Tokenization/string cleaning for all datasets except for SST.
Original taken from https://github.com/yoonkim/CNN_sentence/blob/master/process_data.py
"""
string = re.sub(r"[^A-Za-z0-9(),!?\'\`]", " ", string)
string = re.sub(r"\'s", " \'s", string)
string = re.sub(r"\'ve", " \'ve", string)
string = re.sub(r"n\'t", " n\'t", string)
string = re.sub(r"\'re", " \'re", string)
string = re.sub(r"\'d", " \'d", string)
string = re.sub(r"\'ll", " \'ll", string)
string = re.sub(r",", " , ", string)
string = re.sub(r"!", " ! ", string)
string = re.sub(r"\(", " \( ", string)
string = re.sub(r"\)", " \) ", string)
string = re.sub(r"\?", " \? ", string)
string = re.sub(r"\s{2,}", " ", string)
return string.strip().lower()
def load_data_and_labels(positive_data_file, negative_data_file):
"""
Loads MR polarity data from files, splits the data into words and generates labels.
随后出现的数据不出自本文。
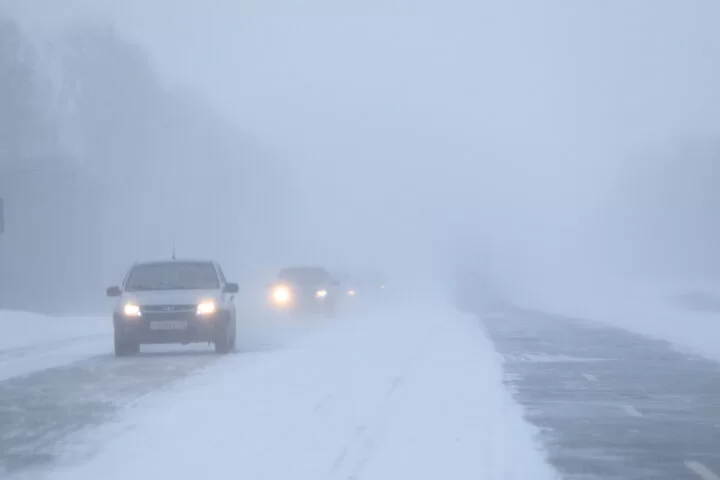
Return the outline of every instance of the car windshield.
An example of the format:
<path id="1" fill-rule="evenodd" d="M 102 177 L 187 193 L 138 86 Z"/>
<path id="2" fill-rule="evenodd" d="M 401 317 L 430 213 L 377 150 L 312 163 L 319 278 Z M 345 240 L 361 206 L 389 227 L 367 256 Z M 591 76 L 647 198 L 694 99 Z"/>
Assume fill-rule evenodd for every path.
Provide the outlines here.
<path id="1" fill-rule="evenodd" d="M 328 281 L 328 273 L 322 268 L 287 268 L 278 278 L 283 282 L 319 284 Z"/>
<path id="2" fill-rule="evenodd" d="M 125 291 L 208 290 L 219 286 L 217 272 L 212 263 L 148 263 L 132 269 L 125 283 Z"/>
Returns split sentences and labels.
"""
# Load data from files
positive_examples = list(open(positive_data_file, "r",encoding='utf8').readlines())
positive_examples = [s.strip() for s in positive_examples]
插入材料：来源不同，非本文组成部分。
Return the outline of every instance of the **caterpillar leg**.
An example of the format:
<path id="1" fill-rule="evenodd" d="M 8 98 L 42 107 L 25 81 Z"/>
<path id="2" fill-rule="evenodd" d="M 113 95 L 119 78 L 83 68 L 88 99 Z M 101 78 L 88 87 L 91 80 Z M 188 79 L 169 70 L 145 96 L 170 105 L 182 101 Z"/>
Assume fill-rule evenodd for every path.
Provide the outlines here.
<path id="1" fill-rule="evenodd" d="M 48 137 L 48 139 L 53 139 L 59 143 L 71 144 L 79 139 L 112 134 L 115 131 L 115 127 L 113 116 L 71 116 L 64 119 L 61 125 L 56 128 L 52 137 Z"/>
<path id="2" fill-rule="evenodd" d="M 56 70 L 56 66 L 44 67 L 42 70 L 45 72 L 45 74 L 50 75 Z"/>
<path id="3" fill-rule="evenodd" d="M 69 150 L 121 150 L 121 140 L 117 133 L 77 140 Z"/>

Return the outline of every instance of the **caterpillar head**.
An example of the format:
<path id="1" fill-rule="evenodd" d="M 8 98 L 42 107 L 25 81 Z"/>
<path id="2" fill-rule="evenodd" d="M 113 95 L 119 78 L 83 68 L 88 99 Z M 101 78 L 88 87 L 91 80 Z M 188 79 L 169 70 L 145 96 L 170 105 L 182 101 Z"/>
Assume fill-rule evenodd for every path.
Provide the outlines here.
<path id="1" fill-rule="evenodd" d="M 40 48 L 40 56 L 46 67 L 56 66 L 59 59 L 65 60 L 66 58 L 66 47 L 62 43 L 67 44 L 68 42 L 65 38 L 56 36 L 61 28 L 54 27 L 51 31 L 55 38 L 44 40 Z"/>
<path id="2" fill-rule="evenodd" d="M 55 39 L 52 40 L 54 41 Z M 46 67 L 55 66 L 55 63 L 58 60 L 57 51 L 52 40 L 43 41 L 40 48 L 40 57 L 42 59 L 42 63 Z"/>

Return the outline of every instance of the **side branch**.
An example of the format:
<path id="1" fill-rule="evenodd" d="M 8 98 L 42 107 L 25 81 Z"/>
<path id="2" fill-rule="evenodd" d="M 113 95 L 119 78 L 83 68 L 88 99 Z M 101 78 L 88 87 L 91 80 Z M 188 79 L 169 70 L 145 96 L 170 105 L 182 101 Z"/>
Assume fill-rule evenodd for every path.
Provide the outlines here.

negative_examples = list(open(negative_data_file, "r",encoding='utf8').readlines())
negative_examples = [s.strip() for s in negative_examples]
# Split by words
x_text = positive_examples + negative_examples
x_text = [clean_str(sent) for sent in x_text]
# Generate labels
positive_labels = [[0, 1] for _ in positive_examples]
negative_labels = [[1, 0] for _ in negative_examples]
y = np.concatenate([positive_labels, negative_labels], 0)
return [x_text, y]
4、模型训练文件,保存文件名如:data_trainning.py,相应代码如下:
import tensorflow as tf
import numpy as np
import os
from tensorflow.contrib import learn
import data_helpers
from TextCNNClassifier import NN_config, CALC_config, TextCNNClassifier
# Data Preparation
# ==================================================
positive_data_file = "./data/rt-polaritydata/rt-polarity.pos"
negative_data_file = "./data/rt-polaritydata/rt-polarity.neg"
dev_sample_percentage = 0.1
# Load data
print("Loading data...")
x_text, y = data_helpers.load_data_and_labels(positive_data_file, negative_data_file)
# Build vocabulary
max_document_length = max([len(x.split(" ")) for x in x_text])
vocab_processor = learn.preprocessing.VocabularyProcessor(max_document_length)
x = np.array(list(vocab_processor.fit_transform(x_text)))
print('vocabulary length is:',len(vocab_processor.vocabulary_))
# Randomly shuffle data
np.random.seed(10)
shuffle_indices = np.random.permutation(np.arange(len(y)))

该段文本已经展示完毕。